Tuesday 29 March 2011

Rabbit Hole


American writer, actor, and director John Cameron Mitchell is best known for Hedwig and the Angry Inch 2001 an award-winning musical about an East German transgender rock musician chasing after an ex-lover who stole her songs and the 2006 film Shortbus an explicit sexual movie about the lives of several characters living in present day New York. Both films pushed sexual limits and broke genre boundaries. Rabbit Hole 2010, a drama he filmed primarily in suburb of the borough of Queens, New York City, marks a major progression for Mitchell. Pulitzer Prize winning play writer David Lindsay-Abaire from his 2005 play of the same name adapted the screenplay. The plot deals with a middle class couple, Becca and Howie Corbett who are struggling to cope with the untimely death of their 4 year-old son Danny who was accidently run over and killed eight months previously when he run into the road outside his garden gate after his dog. Becca, attempting to cope in isolation, is cold, withdrawn and inconsolable rejecting any form of support or help, turning her back on the self help group she was attending with her husband and forcing him to look elsewhere for comfort. Finding acceptance only after she forms an unconventional bond with Jason, a teenager who was the unwitting instrument of the child’s death. The film stars Nicole Kidman as Becca Corbett, Aaron Eckhart as her husband with Dianne Wiest as her mother and relative newcomer Miles Teller in his first feature film as Jason.

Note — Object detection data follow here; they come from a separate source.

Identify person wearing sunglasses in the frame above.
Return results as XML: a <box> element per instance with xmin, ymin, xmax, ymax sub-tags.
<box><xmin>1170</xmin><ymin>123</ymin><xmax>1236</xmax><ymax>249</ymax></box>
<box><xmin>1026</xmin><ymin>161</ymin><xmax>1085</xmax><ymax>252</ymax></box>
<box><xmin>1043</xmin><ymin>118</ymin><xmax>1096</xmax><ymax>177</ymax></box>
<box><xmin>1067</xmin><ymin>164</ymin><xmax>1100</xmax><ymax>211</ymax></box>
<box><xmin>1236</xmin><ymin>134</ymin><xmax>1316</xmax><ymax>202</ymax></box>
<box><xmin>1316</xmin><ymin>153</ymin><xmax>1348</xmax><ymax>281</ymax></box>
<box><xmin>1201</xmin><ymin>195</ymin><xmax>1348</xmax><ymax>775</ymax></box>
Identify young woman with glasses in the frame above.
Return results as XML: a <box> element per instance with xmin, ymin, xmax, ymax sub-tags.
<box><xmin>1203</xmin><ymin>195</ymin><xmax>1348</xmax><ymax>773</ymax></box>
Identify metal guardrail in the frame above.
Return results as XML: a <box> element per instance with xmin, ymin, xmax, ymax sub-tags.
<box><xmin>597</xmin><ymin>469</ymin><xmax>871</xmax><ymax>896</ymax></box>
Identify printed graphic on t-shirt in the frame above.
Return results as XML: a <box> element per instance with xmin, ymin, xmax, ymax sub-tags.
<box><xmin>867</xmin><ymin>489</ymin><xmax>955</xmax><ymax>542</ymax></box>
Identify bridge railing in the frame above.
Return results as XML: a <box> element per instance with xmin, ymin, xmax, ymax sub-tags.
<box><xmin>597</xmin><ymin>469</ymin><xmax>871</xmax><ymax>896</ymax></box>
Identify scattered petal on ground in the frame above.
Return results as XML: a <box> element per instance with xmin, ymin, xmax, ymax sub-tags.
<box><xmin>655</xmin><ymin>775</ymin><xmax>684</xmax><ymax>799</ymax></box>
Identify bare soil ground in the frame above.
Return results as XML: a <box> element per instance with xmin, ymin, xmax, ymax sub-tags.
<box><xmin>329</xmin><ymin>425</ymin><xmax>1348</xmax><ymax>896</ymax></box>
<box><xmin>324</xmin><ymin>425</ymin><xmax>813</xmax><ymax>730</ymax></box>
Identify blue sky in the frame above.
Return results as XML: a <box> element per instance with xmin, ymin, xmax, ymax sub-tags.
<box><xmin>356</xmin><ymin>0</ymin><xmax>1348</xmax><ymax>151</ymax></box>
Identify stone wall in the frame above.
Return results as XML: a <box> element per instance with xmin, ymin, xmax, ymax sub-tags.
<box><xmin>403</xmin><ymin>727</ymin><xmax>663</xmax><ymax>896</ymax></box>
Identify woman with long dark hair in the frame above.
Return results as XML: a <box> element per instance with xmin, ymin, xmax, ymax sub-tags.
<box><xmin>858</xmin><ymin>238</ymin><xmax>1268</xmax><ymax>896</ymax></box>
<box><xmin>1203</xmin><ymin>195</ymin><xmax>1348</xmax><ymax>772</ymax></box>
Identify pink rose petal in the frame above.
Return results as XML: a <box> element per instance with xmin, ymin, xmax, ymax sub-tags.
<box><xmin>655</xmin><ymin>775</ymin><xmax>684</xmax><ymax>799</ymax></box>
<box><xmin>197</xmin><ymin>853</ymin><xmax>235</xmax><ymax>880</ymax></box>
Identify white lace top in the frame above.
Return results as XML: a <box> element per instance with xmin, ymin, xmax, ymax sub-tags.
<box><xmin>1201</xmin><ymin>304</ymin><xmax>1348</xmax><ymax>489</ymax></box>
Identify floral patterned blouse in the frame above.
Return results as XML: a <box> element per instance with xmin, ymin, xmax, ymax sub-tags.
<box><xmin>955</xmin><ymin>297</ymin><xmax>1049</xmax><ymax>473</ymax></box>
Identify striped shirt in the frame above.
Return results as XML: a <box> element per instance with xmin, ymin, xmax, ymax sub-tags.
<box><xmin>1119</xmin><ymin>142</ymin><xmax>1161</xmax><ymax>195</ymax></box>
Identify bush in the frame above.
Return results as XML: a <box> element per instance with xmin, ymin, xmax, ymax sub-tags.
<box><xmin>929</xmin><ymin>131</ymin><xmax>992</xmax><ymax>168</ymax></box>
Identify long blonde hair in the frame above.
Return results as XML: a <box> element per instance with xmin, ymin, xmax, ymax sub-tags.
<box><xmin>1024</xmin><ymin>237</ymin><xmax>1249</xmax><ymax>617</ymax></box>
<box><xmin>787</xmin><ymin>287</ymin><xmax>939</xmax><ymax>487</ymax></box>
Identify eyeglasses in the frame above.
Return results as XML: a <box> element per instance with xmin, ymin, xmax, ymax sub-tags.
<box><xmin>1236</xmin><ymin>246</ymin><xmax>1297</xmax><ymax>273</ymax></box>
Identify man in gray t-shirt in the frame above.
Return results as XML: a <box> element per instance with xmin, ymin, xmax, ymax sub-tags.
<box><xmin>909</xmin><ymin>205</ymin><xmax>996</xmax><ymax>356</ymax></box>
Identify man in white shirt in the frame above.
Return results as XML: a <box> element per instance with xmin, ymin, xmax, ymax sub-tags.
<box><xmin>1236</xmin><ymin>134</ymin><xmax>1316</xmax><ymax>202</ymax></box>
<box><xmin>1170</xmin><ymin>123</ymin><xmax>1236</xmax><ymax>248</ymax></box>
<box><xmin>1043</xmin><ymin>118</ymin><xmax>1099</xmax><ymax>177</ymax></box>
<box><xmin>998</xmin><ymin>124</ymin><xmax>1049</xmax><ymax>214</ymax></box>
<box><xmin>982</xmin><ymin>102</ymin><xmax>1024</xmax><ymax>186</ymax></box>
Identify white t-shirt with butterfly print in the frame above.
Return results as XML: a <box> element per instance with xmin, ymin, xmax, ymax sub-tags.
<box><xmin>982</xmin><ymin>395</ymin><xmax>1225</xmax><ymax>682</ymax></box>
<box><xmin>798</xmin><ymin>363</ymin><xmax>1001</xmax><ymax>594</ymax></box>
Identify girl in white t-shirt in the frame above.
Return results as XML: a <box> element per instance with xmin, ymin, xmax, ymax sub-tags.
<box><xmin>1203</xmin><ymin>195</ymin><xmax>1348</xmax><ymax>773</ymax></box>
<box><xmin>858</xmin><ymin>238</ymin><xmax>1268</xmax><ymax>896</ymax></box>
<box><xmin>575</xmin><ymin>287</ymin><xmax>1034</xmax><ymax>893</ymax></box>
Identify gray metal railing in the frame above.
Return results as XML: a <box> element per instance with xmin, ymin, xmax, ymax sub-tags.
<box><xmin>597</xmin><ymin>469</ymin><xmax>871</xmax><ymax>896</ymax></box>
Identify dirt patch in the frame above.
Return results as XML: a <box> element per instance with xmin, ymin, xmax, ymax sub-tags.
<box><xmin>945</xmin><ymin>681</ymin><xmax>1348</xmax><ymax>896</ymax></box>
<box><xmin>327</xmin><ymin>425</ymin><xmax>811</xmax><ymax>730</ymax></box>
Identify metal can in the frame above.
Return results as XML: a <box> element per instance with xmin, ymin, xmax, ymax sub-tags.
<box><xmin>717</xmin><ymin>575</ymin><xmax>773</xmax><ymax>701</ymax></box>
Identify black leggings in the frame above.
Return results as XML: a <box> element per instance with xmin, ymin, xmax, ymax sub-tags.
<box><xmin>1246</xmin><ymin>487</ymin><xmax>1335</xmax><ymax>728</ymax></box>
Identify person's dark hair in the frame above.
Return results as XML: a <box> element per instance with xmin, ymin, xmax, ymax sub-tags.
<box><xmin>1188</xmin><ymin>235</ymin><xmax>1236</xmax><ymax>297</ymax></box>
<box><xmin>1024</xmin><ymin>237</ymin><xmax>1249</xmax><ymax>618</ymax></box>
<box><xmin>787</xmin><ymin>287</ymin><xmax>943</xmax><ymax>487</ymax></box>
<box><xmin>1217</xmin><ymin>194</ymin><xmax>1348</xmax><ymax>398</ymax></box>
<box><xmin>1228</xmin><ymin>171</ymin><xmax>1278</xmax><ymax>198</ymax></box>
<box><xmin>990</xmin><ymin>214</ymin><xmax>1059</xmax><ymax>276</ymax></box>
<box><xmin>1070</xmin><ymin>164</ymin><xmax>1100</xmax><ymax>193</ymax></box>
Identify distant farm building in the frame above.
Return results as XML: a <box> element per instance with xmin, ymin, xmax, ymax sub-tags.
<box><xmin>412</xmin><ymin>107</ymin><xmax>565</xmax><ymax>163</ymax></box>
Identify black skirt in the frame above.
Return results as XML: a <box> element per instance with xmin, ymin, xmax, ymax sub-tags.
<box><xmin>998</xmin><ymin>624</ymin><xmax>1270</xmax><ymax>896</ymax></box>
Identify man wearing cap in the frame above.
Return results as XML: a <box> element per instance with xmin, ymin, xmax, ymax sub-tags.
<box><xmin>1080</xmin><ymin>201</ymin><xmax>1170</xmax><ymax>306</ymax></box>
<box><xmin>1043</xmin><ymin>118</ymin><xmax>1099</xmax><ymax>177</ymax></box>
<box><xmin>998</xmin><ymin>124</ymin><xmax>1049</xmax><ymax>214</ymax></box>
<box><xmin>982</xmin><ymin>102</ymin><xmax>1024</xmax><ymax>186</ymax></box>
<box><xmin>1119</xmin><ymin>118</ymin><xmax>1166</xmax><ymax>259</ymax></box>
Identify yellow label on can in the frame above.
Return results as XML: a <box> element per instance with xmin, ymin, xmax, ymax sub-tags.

This brave, honest film has few direct comparisons; primarily at the its heart is the grief over the death of a child that in similar films is not always dealt with head on. It has been proved that even after many years, parents grieving the death of a young child can still suffer from deep bouts of depression, experience divorce and have an above average death rate, I think this courageous film demonstrates the heartache and misery attached to such an emotive subject.

The award winning actress Nicole Kidman.
Ms Kidman produced the project via her company, Blossom Films and it premiered at the 2010 Toronto International Film Festival in September of that year. Dianne Wiest, who has won two Academy Awards for Best Supporting Actress including 1986 Hannah and Her Sisters and Bullets over Broadway (1994), gives a performance to match the best of her work. Eckhart, who you may know from Thank You For Not Smoking (2006) and as Two Face in The Dark Knight (2008) is superb as a husband tortured by both the death of his son and his declining marriage. Nicole Kidman was critically acclaimed for her remarkable performance as Becca Corbett. I quote “We expect disciplined, precise work from her, but there is new range here, with a willingness to show frayed emotions that make this one of the finest performances of her career” (for which) she received an Academy Award nomination for Best Actress. The 43 year-old actress had two previous nominations for an Academy Award, becoming the first Australian to win Best Actress for her portrayal of Virginia Woolf in The Hours (2002) a role that also brought her a BAFTA and a Golden Globe.

Just a wee footnote: due to a scheduling conflict, Nicole declined a role in Woody Allen's latest release You Will Meet a Tall Dark Stranger, in favour of this film, in hindsight a very good decision.